There's no need for the bash pipe. You can do it all with awk:

awk '{sum+= $1; printf "The sum is now: %s\n", sum } END { print "FINAL SUM:", sum }' file.txt

Results:

The sum is now: 100
The sum is now: 300
The sum is now: 600
FINAL SUM: 600

1 Comment

+1. Pipes are a powerful tool, not to be used by those who don't understand them. Awk, however, should be used by everybody. :)
2

The cause is the use of cat, which spawns another subshell. This means that the sum variable is incremented in the second subshell, and then goes out of scope (and returns to it's previous value of 0) when the loop is finished.
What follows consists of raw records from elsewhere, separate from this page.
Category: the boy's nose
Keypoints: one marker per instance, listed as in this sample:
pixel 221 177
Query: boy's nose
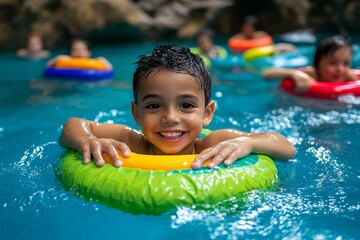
pixel 170 116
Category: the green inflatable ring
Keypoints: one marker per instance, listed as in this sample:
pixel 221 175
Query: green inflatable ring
pixel 157 191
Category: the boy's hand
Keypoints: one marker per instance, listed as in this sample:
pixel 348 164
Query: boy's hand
pixel 91 145
pixel 227 151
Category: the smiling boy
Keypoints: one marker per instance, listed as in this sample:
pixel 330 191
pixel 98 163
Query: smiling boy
pixel 172 90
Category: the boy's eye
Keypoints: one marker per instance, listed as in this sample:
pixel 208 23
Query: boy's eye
pixel 187 105
pixel 153 106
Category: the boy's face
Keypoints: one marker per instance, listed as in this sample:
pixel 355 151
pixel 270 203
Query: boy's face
pixel 334 67
pixel 171 111
pixel 79 49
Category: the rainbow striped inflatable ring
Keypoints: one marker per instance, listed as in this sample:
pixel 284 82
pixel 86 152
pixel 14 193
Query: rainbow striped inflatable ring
pixel 84 69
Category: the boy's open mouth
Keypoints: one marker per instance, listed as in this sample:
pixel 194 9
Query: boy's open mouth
pixel 171 135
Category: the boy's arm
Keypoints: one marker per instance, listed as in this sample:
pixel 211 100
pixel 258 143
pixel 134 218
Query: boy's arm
pixel 106 62
pixel 229 145
pixel 92 138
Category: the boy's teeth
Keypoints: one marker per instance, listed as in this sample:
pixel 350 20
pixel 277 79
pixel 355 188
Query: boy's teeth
pixel 171 134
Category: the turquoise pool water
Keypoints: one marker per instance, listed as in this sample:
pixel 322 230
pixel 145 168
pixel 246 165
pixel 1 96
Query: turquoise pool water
pixel 315 197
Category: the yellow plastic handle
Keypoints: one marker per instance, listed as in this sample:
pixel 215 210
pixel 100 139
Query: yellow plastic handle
pixel 156 162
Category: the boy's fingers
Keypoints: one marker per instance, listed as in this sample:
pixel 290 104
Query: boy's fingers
pixel 123 148
pixel 203 157
pixel 97 154
pixel 114 156
pixel 86 155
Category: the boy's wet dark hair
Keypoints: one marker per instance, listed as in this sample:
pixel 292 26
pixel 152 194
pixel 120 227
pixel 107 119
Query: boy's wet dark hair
pixel 176 59
pixel 329 46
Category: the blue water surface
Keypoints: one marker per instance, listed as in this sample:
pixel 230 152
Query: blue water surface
pixel 315 197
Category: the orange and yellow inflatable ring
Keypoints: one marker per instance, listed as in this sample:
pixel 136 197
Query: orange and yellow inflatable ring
pixel 239 45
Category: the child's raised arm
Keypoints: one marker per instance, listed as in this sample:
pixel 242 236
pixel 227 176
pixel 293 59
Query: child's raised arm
pixel 302 80
pixel 229 145
pixel 92 138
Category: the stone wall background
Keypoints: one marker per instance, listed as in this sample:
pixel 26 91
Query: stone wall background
pixel 114 21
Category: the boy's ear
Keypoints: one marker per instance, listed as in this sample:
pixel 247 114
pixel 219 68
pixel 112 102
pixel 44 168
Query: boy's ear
pixel 135 112
pixel 209 113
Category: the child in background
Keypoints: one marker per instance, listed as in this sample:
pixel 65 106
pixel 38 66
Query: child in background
pixel 79 48
pixel 332 62
pixel 248 29
pixel 34 48
pixel 172 90
pixel 204 40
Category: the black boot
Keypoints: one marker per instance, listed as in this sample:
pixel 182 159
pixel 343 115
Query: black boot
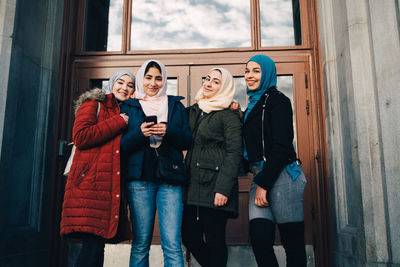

Try updating your loop to not use cat:

sum='0'
while read val ; do
        sum=`expr $sum + $val`
        echo "sum is now: $sum"
done < test.txt

echo "FINAL SUM: $sum"

If you don't actually need the loop (i.e. - if you're not handling any other column/content-processing), you could use awk directly and store it's value into the sum variable:

sum=`awk '{ sum += $1; } END { print sum }' test.txt`;

3 Comments

The OP wished to pre-process the input with awk, to do this you can replace the closing line of the while loop with done < <(awk '{ print $1 }' test.txt)
@imp25 The contents of the sample file only contain a single column - so awk '{print $1}' is redundant; however, my updated answer allows the full use of that without the need for a loop (considering the OP doesn't need any additional processing inside the loop).
as i told in my case it is not really a cat command. i just used the cat to illustrate my problem
0

This strange behaviour is actually caused by the bash pipes

To quote the Bash reference manual

Each command in a pipeline is executed in its own subshell

Think of sum as a local variable in your while loop, that's why sum appears not to be set when you go out of the while-loop.

The solutions proposed by the others will work fine.